Not having done Kubernetes work myself, I wondered why they couldn’t just delete the problematic jobs that started this mess. Well, apparently the jobs weren’t just sitting in the queue. They were part of Kubernetes’ Job and Pod system, which is designed to retry until success.

If you delete one, the Job controller notices: “Oh, that pod disappeared, but the job isn’t done yet” and it immediately schedules a new one. And in this outage, the admission controller was down, which meant nothing new could start anyway, so trying to “clean up” jobs didn’t help. They’d just boomerang back or stay pending, still clogging the scheduler’s brain.

Diagram illustrating the Kubernetes job boomerang effect: deleting a pod causes the Job controller to immediately schedule a replacement

The recovery

The only way out was drastic: delete the admission rules that required Kyverno in the first place. That needed elevated permissions, so another team stepped in to rip out the safety checks temporarily.

Once Kyverno was no longer required, the cluster slowly brought itself back online:

The setup tasks could run.
Nodes became ready.
Kyverno was allowed back.

They restored the admission rules, this time with better safeguards: multiple replicas, disruption budgets, and higher priority.

The encoding pipeline limped back to life, and the batch processing queue finally started clearing.

Deleting admission rules didn’t sound that dramatic to me – just get rid of a few filters to get things back to normal.
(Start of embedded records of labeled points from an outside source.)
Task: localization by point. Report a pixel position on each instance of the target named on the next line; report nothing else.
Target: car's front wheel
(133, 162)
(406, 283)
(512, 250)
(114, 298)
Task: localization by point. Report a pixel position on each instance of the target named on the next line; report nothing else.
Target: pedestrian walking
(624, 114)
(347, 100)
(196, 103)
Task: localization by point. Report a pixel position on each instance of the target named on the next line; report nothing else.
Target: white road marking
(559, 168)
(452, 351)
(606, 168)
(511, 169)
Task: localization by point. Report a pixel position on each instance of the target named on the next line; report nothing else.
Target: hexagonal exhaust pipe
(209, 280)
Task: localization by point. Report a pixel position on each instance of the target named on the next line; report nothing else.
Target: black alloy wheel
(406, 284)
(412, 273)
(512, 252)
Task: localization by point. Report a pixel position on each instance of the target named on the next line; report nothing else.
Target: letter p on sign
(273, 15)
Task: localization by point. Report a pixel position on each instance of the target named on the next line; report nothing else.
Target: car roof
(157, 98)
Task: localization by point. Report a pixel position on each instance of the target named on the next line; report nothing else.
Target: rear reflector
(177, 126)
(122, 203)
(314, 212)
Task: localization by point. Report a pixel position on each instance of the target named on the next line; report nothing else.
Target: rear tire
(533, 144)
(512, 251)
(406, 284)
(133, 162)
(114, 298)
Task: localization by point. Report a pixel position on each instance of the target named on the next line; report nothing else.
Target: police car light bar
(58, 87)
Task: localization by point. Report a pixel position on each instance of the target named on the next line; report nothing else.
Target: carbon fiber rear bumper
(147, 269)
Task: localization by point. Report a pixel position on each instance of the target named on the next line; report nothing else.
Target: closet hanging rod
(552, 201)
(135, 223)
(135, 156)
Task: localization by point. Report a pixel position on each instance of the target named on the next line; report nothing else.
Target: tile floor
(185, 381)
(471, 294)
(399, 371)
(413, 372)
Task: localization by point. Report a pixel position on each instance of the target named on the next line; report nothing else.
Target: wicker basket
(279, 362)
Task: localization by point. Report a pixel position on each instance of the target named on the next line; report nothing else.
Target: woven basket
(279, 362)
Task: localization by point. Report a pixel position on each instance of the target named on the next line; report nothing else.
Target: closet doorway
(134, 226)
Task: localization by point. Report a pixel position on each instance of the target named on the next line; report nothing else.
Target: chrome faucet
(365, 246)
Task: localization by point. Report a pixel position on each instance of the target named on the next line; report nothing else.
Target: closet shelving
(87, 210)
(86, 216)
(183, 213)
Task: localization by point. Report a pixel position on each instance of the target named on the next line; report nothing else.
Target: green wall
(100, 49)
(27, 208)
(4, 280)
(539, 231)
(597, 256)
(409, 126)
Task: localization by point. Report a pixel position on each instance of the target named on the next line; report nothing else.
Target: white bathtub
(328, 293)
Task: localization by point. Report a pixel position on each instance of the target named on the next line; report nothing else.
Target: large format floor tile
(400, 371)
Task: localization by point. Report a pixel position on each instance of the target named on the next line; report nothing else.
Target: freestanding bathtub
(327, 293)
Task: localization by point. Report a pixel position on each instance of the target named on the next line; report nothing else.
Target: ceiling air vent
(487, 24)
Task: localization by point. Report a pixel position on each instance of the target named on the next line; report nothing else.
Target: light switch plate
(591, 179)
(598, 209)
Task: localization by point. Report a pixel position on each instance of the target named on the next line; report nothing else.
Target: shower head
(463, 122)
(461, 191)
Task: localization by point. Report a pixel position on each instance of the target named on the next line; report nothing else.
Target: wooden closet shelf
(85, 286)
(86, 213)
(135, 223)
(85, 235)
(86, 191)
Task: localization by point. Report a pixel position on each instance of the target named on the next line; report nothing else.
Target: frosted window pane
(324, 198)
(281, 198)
But it’s closer to removing the turnstiles at a subway station. Normally, those gates check every passenger’s ticket, which slows things down slightly, but ensures everyone who enters is allowed. Without them, trains move faster at first, but freeloaders and chaos slip in.

That’s what happened here: taking down the rules let the cluster recover, but it also meant anything (good or bad) could sneak through until order was restored.

Lessons

This whole saga was a reminder that:

Small defaults matter. Forgetting to set “run 3 copies of this critical service” can take down a whole processing pipeline.
Priorities collide. One team’s well-intentioned security tweak can accidentally evict the very thing keeping the system alive.
Observability isn’t optional. Dashboards that lie are worse than dashboards that scream.
Complex systems fail in loops. Once you get stuck in a cycle (“can’t start A without B, can’t start B without A”), recovery often requires outside help.

In the end

What I loved about this outage was that it had less to do with machines failing and more to do with humans being human. Someone left a job and left their half-finished monitoring fix behind. Someone else set a priority without checking what it might evict. Someone forgot to configure replicas. All perfectly reasonable decisions in isolation.

It was a reminder that our digital world runs on millions of these small choices, most of them invisible until suddenly brought under the microscope of a blameless postmortem.

The miracle isn’t that things break. It’s that they hold together as often as they do. Most of the time, our duct tape and YAML and forgotten TODOs somehow keep the lights on. Until they don’t.

When they’re not actively happening to me and I didn’t cause them by dropping a column in the production database.